J’étais choqué. Je ne comprenais rien. J’étais comme dans un mauvais rêve. Ils m’ont emmené dans une autre salle où ils ont enregistré mes affaires et m’ont demandé de signer la fiche d’enregistrement. Je signe puis ils ouvrent la porte d’une pièce à côté et me demandent d’entrer. Je refuse, ils me poussent dedans. J’y trouve une cinquantaine de personnes de différentes nationalités (il montre des photos prises avec son téléphone). Il y avait trois caméras dans la salle et une autre dans les toilettes.
Je suis resté enfermé là-bas pendant deux jours : je suis arrivé à Istanbul le 27 septembre et je suis rentré à Dakar deux jours plus tard, le 29.
Comme Alassane, les policiers m’ont remis un bout de papier me notifiant mon expulsion. On m’a appelé une heure avant mon départ. Deux policiers sont venus m’escorter jusqu’au bureau de Türkish Airlines pour prendre le billet. Ils marchaient derrière moi et me surveillaient comme si j’étais un terroriste.
Quand je suis rentré dans l’avion c’était pire : j’étais le dernier à rentrer et on m’a mis au fond. L’un des policiers était à l’entrée de l’appareil, il m’a surveillé des yeux jusqu’à ce que je m’assoie. Puis il a donné au commandant de bord une enveloppe contenant mes documents de voyage.C’était très gênant parce que tout le monde me regardait. Certains semblaient se méfier de moi. »
Alassane Chérif Ly : « Après mes vacances au Sénégal, je suis retourné en Turquie le 6 octobre. J’arrive le lendemain, le 7, à l’aéroport avec mes documents en règle, passeport, visa, permis de résident qui doit expirer le 22 mai 2017…
On me confisque ma carte de résident et mon passeport. Les policiers me demandent de les suivre. Ils m’installent dans une petite pièce et enregistrent les informations sur mes papiers d’identité ainsi que mes bagages.
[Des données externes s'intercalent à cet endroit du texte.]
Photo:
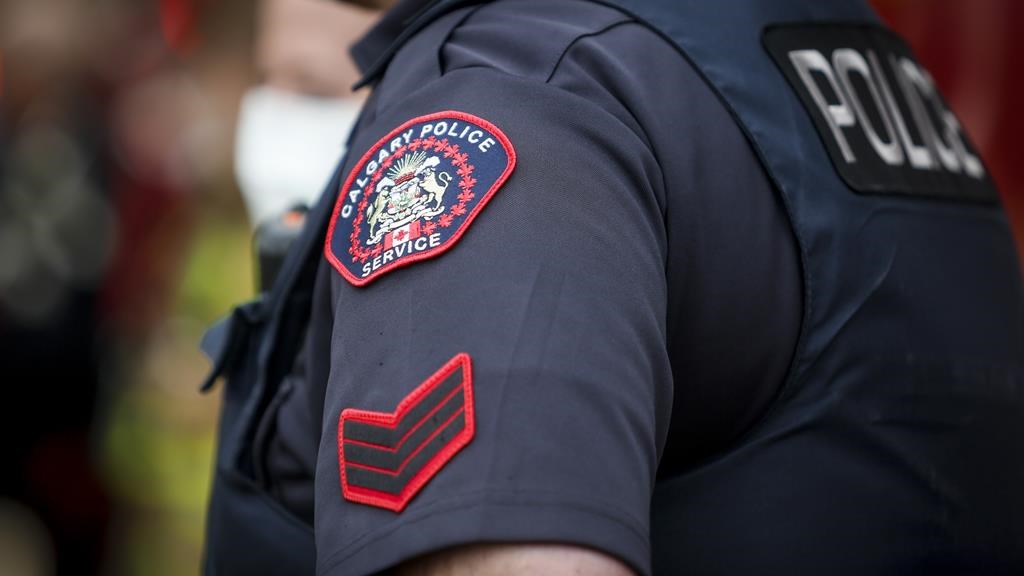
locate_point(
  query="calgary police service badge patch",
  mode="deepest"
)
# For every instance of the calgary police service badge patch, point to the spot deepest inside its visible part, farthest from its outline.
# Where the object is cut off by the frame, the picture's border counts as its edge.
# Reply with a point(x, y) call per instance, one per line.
point(415, 193)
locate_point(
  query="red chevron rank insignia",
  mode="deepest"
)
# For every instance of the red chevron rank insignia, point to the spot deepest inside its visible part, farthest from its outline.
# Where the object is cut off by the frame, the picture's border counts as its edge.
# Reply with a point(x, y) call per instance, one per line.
point(386, 458)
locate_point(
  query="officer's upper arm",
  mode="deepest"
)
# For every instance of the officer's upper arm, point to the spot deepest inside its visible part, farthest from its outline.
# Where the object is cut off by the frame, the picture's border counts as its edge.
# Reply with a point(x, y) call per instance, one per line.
point(514, 560)
point(513, 385)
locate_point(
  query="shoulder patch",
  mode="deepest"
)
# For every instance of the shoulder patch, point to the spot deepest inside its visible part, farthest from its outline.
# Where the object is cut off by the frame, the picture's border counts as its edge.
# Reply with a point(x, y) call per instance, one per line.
point(415, 193)
point(386, 458)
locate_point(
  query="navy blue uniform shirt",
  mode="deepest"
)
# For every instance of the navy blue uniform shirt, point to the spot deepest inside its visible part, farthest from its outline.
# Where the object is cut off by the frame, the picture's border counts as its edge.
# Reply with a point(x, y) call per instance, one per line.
point(623, 306)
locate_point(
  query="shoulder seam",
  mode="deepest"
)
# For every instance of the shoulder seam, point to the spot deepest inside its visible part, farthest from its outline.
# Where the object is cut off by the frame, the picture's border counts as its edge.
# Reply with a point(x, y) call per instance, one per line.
point(570, 45)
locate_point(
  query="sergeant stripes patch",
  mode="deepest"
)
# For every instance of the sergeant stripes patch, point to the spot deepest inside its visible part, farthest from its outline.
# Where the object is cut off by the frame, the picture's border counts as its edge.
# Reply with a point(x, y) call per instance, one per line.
point(386, 458)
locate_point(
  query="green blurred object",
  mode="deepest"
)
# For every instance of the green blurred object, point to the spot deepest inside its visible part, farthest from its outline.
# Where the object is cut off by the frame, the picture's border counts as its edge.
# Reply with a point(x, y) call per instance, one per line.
point(160, 435)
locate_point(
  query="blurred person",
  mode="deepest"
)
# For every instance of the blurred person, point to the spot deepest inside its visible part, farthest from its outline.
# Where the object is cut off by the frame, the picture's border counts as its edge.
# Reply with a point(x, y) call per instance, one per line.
point(292, 125)
point(704, 290)
point(56, 237)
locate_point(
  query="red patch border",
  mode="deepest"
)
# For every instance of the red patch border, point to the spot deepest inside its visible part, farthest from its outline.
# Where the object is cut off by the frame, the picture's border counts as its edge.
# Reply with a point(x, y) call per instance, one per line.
point(397, 502)
point(449, 242)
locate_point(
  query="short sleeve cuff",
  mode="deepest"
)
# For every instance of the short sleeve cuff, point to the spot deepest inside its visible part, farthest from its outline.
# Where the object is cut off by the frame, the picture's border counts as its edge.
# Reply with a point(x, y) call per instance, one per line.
point(493, 518)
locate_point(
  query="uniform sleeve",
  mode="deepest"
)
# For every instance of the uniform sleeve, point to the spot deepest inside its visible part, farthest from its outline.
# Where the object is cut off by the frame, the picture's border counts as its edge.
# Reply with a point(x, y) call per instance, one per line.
point(545, 323)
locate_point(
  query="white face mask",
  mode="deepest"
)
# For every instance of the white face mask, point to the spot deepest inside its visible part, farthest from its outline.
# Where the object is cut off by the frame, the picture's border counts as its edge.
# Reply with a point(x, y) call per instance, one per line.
point(287, 147)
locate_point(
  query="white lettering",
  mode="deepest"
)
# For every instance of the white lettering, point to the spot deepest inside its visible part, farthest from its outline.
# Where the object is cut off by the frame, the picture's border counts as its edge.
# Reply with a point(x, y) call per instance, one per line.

Au fil des minutes, d’autres étrangers venaient me rejoindre dans la pièce. On a été enfermés à l’aéroport sans manger jusqu’à 22 heures. Le lendemain, on me tend un petit bout de papier où sont inscrits mon nom, mon prénom ainsi que la date et l’heure auxquelles je devais quitter le pays. C’était l’arrêté d’expulsion ; je n’avais que quelques heures puisque je devais embarquer le même jour à 13h45 pour Dakar. »
L’IMPUISSANCE DES AUTORITÉS SÉNÉGALAISES EN TURQUIE
Alassane Chérif Ly : « Je n’ai pas contacté les autorités sénégalaises ni en Turquie ni à Dakar. Elles ne m’ont pas, non plus contacté. Le jour de mon expulsion je n’ai parlé qu’à mes parents, grâce à WhatsApp, pour les informer de la situation. »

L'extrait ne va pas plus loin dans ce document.